Closed jovo closed 8 months ago
- similarity - not a distance
Yeah this can be reworded. We currently expose a similarity, or I guess kernel computation among samples, not distances. But we convert this to a distance by just doing:
dists = 1.0 - similarity_matrix_normalized
- NNMetaEstimator - what is a meta-estimator? i've never heard that term. afaict, it is just computing nearest-neighbors, using the forest-based distance? not estimating anything technically? maybe estimating geodesic distance/neighbors?
a meta-estimator is scikit-learn terminology for a class that gets passed in another Estimator
. E.g. this is a WIP for me to implement an API for estimating nearest-neighbors using any arbitrary tree/forest Estimator
as the "base estimator".
- why don't we expose actually computing the distance, the way cencheng says to?

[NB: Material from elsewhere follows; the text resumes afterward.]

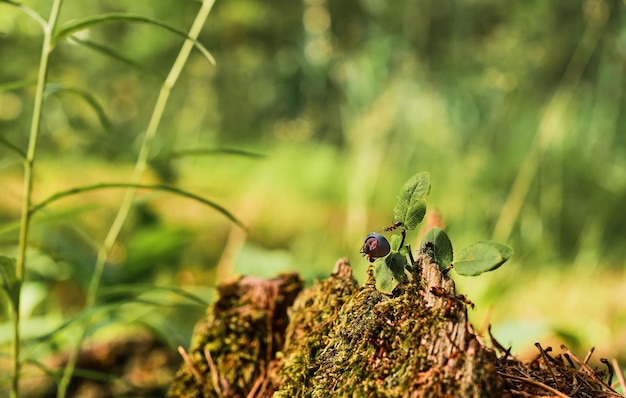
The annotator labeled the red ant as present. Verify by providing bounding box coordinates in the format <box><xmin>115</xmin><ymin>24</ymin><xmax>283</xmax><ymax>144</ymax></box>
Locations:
<box><xmin>384</xmin><ymin>221</ymin><xmax>404</xmax><ymax>232</ymax></box>
<box><xmin>380</xmin><ymin>221</ymin><xmax>415</xmax><ymax>264</ymax></box>
<box><xmin>429</xmin><ymin>287</ymin><xmax>475</xmax><ymax>310</ymax></box>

Sure we can do that. Do you have a specific reference to what you are talking about?
I believe the way written is the Cencheng method for distance to kernel transformations. i.e.
dists = 1.0 - similarity_matrix_normalized
In this case, max(K_ij) is 1 since similarities are in [0, 1]
All forest estimators have distance_matrix = 1 - compute_similarity_matrix(X)
"Distance Metrics" is redundant. Distances are Metrics.
also, the two functions under that are not distances or metrics.